Carthagène, 1923. Dans la capitale du Nouveau-Coronado, la panique enfle. La Couronne s’apprête à organiser de grandes enchères pour céder sa colonie, lorsque d’horribles meurtres frappent soudain les élites de la ville. Les rumeurs imputent ces effusions de sang à la frénésie d’une « fée », un dieu des peuples autochtones. Mais Ferran, policier chargé de l’enquête, lui-même natif du Nouveau-Coronado, sait bien que les fées n’existent pas. Alors, qui sème le chaos ? Pendant ce temps, à l’autre bout de la péninsule, le juge-maje Ochozias n’obéit plus qu’à ses propres intérêts, ignorant depuis longtemps ses devoirs. Les promesses d’un étrange prisonnier l’entraînent pourtant dans une quête insensée. Car, au cœur de la cordillère, se trouveraient des filons d’un mythique minerai : l’orichalque. Voire quelque chose de plus précieux encore…

Retour en terres occupées

Entre troubles et légendes

Alors que les précédentes rebéllions ont échoué, le joug du Coronado sur sa colonie se fatigue. Loin de relâcher la poigne, elle ne sait comment exploiter ce vaste territoire difficile, aux populations éparses et en colère. Il sera donc mis aux enchères et Carthagène, la capitale, se devra de faire bonne figure. Ce qui s’annonce déjà plutôt mal : une série de meurtres ésotériques ravagent les familles bourgeoises du coin. Ferran, autochtone dans la police, se voit confier l’enquête. Ces assassinats rituels rappellent les légendes liées aux fées, les divinités de l’Empire déchu du Léopard.

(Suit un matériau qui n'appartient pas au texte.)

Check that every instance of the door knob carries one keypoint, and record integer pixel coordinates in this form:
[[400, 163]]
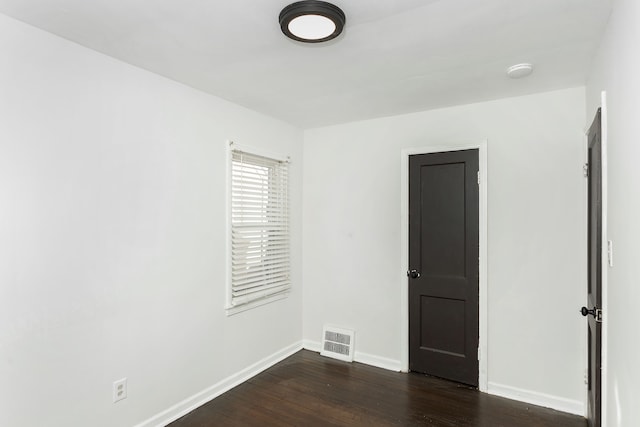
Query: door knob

Il n’en faut pas plus pour ranimer les cendres qui brûlent natives chez les habitants locaux. En plus de cet arc narratif, l’auteur met en scène un juge-maje oeuvrant pour son propre intérêt, errant dans la jungle à la recherche d’une promesse liée aux anciennes croyances, cachée dans une cité à l’abandon.

Emmanuel Chastellière clôt la saga du Coronado en proposant un récit nerveux qui nous plonge dans les mythes des terres conquises. Entre enquête, aventure et exploration, Souveraine du Coronado nous entraîne dans les croyances les plus sombres de nouveau-Coronado. Les fées sont loins d’être les petites créatures sympathiques que nous connaissons. Celles évoquées sont des êtres puissants, liés à une magie sombre. Au fil du roman, d’autres légendes surviennent, comme celles sur les Sali’lu, des sortes de sorcières au sang chantant. Ainsi, le roman met en exergue une mythologie qui fait écho aux populations locales : des individus fatigués, désespérés, toujours discriminés, sans cesse appauvris. Même les colons sont au bord de la crise de nerf. L’auteur traduit très bien l’impression de parcourir une terre presque maudite, qui ne trouve son salut que dans les croyances impies d’une magie sensée être disparue depuis longtemps.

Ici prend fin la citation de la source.